From a first glance at the linear model, it doesn’t seem like there is really any linear relationship at all! And certainly the residuals don’t look like what we’d hoped for the LINE technical conditions.

library(MASS)  # be careful with MASS, it messes up filter and select
data(mammals)

mammals %>% 
  ggplot(aes(x = body, y = brain)) + 
  geom_point() + 
  geom_smooth(method = "lm", se = FALSE)
mammals %>%
  lm(brain ~ body, data = .) %>%
  augment() %>%
  ggplot(aes(x = .fitted, y = .resid)) + 
  geom_point() + 
  geom_hline(yintercept = 0)

Let’s try some log transformations (square root transformations might also make sense).

mammals <- mammals %>%
  mutate(ln_body = log(body),
         ln_brain = log(brain))

library(patchwork)  # to get the plots next to one another

p1 <- mammals %>% 
  ggplot(aes(x = ln_body, y = brain)) + 
  geom_point() + 
  geom_smooth(method = "lm", se = FALSE)

p2 <- mammals %>%
  lm(brain ~ ln_body, data = .) %>%
  augment() %>%
  ggplot(aes(x = .fitted, y = .resid)) + 
  geom_point() + 
  geom_hline(yintercept = 0)

p1 + p2
Taking the natural log of the body weight doesn't seem to create a model with a linear shape.
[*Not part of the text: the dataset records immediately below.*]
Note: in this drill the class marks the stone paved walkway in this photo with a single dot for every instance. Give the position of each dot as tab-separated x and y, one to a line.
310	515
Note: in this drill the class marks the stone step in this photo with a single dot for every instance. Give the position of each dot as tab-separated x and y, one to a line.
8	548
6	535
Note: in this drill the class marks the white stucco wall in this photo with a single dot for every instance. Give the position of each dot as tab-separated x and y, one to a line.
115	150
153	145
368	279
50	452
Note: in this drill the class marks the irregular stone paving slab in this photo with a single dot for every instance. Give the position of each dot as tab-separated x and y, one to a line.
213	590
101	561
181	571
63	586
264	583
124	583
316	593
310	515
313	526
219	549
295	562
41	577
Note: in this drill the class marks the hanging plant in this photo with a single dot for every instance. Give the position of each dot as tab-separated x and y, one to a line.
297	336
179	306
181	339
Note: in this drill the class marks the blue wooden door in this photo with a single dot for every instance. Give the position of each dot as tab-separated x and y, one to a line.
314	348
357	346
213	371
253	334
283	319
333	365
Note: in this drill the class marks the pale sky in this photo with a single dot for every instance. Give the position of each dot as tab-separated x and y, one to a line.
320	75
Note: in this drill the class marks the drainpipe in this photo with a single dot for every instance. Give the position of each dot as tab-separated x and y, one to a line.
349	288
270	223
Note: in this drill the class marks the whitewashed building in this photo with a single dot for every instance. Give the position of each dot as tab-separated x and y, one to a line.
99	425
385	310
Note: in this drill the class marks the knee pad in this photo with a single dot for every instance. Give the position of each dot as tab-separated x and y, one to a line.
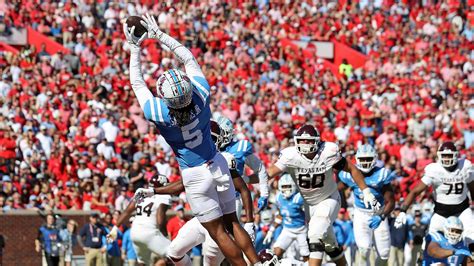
334	252
364	253
183	261
316	249
316	233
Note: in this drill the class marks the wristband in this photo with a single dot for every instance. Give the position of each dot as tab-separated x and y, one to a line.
278	220
404	208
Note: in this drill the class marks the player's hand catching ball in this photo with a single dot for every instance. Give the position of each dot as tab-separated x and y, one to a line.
112	235
262	203
400	220
151	26
143	193
130	36
250	228
370	201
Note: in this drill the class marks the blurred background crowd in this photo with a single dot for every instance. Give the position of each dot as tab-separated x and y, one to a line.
73	137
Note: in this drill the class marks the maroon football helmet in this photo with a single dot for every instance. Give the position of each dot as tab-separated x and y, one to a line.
267	257
216	133
448	154
158	180
312	137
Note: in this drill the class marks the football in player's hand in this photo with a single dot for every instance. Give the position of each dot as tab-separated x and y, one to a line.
139	28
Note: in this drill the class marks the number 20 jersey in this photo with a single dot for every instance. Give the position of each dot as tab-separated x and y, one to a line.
449	188
314	178
145	210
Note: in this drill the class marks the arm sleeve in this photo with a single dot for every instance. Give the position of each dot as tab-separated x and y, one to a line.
139	86
283	161
257	166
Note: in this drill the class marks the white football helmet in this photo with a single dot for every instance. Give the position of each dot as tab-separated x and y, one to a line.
366	158
448	154
227	130
307	139
175	88
453	229
266	217
286	186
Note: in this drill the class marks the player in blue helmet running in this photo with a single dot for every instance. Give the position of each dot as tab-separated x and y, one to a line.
291	206
182	114
243	154
446	247
369	225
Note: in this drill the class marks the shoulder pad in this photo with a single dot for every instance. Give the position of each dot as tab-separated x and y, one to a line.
231	163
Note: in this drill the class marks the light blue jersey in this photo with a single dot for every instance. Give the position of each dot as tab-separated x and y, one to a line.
376	179
292	210
192	144
240	149
438	237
Figure 6.5: Taking the natural log of the body weight doesn’t seem to create a model with a linear shape.

p3 <- mammals %>% 
  ggplot(aes(x = body, y = ln_brain)) + 
  geom_point() + 
  geom_smooth(method = "lm", se = FALSE)

p4 <- mammals %>%
  lm(ln_brain ~ body, data = .) %>%
  augment() %>%
  ggplot(aes(x = .fitted, y = .resid)) + 
  geom_point() + 
  geom_hline(yintercept = 0)

p3 + p4
Taking the natural log of the brain weight also doesn't seem to create a model with a linear shape.
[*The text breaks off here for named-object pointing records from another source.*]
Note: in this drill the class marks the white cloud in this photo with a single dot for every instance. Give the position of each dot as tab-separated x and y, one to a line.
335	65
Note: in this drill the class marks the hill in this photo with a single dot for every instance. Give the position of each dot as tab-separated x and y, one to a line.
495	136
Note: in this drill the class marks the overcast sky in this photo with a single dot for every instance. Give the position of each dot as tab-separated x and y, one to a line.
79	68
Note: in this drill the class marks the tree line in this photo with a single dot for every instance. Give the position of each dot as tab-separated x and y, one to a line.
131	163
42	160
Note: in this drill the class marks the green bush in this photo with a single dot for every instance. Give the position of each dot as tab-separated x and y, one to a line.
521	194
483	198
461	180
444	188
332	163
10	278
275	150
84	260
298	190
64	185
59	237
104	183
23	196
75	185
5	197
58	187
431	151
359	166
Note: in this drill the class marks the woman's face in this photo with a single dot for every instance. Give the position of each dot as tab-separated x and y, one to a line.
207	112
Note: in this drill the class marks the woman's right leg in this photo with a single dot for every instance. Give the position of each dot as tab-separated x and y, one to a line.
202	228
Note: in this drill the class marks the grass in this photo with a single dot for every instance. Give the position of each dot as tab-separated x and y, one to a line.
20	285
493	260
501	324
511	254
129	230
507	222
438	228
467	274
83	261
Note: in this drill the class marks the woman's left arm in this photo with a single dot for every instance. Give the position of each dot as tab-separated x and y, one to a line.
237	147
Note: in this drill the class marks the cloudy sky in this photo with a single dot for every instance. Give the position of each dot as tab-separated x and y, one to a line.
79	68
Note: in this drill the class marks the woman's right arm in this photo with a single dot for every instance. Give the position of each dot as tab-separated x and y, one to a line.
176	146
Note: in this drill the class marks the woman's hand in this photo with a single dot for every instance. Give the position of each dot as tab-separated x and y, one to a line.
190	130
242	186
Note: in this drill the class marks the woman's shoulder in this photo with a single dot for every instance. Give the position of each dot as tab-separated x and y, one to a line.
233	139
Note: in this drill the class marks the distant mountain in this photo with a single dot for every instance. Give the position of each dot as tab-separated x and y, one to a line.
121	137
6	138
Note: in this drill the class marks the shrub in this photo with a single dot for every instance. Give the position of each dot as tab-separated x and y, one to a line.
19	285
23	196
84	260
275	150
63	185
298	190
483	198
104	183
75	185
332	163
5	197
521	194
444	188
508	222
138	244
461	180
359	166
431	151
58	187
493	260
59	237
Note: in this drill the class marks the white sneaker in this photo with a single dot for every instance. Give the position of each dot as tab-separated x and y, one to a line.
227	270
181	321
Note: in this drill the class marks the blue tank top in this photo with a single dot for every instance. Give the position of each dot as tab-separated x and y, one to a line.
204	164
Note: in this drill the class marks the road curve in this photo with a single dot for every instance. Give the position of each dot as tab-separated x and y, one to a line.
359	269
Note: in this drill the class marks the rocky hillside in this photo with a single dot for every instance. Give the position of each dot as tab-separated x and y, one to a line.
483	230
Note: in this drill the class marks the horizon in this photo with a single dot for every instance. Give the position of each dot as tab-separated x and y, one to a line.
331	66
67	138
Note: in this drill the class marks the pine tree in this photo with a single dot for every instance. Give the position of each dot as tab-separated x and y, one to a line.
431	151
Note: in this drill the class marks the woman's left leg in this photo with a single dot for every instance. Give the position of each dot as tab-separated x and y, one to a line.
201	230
Figure 6.6: Taking the natural log of the brain weight also doesn’t seem to create a model with a linear shape.

p5 <- mammals %>% 
  ggplot(aes(x = ln_body, y = ln_brain)) + 
  geom_point() + 
  geom_smooth(method = "lm", se = FALSE)

p6 <- mammals %>%
  lm(ln_brain ~ ln_body, data = .) %>%
  augment() %>%
  ggplot(aes(x = .fitted, y = .resid)) + 
  geom_point() + 
  geom_hline(yintercept = 0)

p5 + p6
Taking the natural log of both the brain and the body weight does seem to create a model with a linear shape!

Figure 6.7: Taking the natural log of both the brain and the body weight does seem to create a model with a linear shape!